Running vip-go-ci with build management software

vip-go-ci should be compatible with most build management software available. Execution is similar to running it standalone on the console. However, using the environmental variables to configure it is recommended in production. It is also recommended to run tools-init.sh on regular intervals.

Features overview

vip-go-ci has support for various features not documented above, such as dismissing stale reviews, setting specific options via the repository being scanned and more. These features are configurable via the command-line or the environment, and are documented below.

Note: To make it easier to read the documentation below, some required parameters are not shown (such as --repo-owner, --repo-name, etc).

Configuring via environmental variables

With vip-go-ci it is possible to configure almost any parameter via environmental variable (see --help for exceptions). This way, the parameters are not visible in logs and cannot be seen in the process-tree during run-time.
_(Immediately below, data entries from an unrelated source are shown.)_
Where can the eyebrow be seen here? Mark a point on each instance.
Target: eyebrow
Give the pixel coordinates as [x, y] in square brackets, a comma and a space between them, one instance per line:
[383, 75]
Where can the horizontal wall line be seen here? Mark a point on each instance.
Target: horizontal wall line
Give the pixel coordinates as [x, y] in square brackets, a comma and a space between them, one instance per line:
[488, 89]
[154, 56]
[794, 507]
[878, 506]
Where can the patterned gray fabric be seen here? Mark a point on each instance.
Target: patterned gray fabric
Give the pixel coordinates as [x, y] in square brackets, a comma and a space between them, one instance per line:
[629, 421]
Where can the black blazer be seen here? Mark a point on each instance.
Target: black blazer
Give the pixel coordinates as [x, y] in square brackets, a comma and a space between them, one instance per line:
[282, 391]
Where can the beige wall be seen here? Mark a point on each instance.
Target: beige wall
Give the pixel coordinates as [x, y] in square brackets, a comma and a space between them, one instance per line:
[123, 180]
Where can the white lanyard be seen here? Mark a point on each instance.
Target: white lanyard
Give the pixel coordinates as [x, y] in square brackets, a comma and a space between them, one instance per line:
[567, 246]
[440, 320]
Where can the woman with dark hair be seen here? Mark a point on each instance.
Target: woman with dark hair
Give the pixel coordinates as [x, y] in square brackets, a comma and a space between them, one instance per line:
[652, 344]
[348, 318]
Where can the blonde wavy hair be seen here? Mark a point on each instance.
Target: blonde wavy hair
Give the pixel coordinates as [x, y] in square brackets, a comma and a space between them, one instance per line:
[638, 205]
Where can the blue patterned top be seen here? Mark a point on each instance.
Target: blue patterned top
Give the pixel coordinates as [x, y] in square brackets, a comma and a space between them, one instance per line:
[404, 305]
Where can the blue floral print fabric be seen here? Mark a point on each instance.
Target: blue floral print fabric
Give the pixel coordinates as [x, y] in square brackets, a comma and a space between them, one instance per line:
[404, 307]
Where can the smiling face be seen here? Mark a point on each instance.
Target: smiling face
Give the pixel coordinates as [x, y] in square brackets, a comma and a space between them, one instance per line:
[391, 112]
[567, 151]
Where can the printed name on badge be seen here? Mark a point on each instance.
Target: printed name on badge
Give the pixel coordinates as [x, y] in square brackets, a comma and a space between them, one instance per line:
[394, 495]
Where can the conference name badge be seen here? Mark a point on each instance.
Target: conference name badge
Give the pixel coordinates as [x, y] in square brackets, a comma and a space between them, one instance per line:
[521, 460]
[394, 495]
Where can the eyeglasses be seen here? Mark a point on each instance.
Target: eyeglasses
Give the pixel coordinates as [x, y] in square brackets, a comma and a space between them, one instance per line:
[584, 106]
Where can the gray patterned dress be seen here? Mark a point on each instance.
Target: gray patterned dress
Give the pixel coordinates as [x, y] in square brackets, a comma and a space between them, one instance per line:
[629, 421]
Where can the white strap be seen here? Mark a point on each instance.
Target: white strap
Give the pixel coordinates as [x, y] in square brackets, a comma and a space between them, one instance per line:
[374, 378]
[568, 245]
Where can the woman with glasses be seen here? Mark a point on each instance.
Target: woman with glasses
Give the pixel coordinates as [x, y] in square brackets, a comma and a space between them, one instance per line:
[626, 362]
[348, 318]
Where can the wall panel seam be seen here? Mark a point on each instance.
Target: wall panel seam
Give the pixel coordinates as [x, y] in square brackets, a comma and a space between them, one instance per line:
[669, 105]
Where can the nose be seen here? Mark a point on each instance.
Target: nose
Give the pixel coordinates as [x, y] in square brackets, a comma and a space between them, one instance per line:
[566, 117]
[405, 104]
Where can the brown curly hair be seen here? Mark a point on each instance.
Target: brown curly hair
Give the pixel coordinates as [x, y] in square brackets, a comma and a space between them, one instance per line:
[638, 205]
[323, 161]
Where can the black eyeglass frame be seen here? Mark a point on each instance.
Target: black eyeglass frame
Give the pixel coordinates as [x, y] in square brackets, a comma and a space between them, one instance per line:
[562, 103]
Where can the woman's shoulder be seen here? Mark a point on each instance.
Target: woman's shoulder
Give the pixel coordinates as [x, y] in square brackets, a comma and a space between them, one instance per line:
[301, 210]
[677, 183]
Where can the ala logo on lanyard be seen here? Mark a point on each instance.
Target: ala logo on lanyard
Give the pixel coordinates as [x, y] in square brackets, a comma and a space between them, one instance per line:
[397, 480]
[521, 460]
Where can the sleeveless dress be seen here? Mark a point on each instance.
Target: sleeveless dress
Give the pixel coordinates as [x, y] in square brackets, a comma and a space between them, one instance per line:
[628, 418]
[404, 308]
For example:

./vip-go-ci.php --commit=“$COMMIT_ID” --phpcs=true --lint=true --autoapprove=true --autoapprove-filetypes=“css,txt,pdf” --env-options=“repo-owner=GH_REPO_OWNER,repo-name=GH_REPO_NAME,token=GH_TOKEN”

In this case, --repo-owner will be read from the $GH_REPO_OWNER environmental variable, --repo-name from $GH_REPO_NAME, and so forth. Other parameters are set via the command-line.

Any parameter can be read from the environment, not just those shown. Parameters read from environmental variables are processed and sanitized exactly the same way as parameters directly specified on the command-line. You can configure some parameters from the command-line directly, while others are read from the environment. Parameters configured via the command-line cannot be configured also from the environment; in such situations, the latter ones will be ignored on run-time.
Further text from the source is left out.